Inspection.re Team · · 16 min read

The Termite Report in Monrovia: An Agent’s Guide

The house was a Craftsman a few blocks off Myrtle, the kind Monrovia is full of and the kind buyers move here specifically to get. Deep eaves, exposed rafter tails, a wide front porch on brick piers, original wood siding, and a raised foundation with a crawlspace you can actually get into. It was in good shape for its age. Our report was not alarming.

The termite report was another story. It came back with active drywood termites in the rafter tails on the south elevation, fungus damage in the porch decking where a downspout had been discharging onto it for years, and a box checked near the top of the first page that nobody on either side of the deal seemed to have read. That box said Further Inspection. The inspector had not been able to get into a section of the attic above an addition, and by checking it he was telling everyone, in the only way the form allows, that there was a part of this house he had not seen.

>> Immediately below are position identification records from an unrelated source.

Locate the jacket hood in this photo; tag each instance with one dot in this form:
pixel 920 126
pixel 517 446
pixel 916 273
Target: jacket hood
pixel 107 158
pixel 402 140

The buyer’s lender wanted a clearance. The seller’s agent thought they had one, because the fumigation had been scheduled and the fungus repair had been bid. Nobody had dealt with the Further Inspection item, which is neither a Section 1 nor a Section 2 finding, and which cannot be cleared by fixing something. It has to be inspected. The deal went ten days past its contingency date over a checkbox.

This is the article about that checkbox, and about the report it sits on, because in California the termite report is its own world and most agents were never taught to read it. The same old wood-framed housing stock, and the same report, turn up constantly in nearby Arcadia and Sierra Madre too.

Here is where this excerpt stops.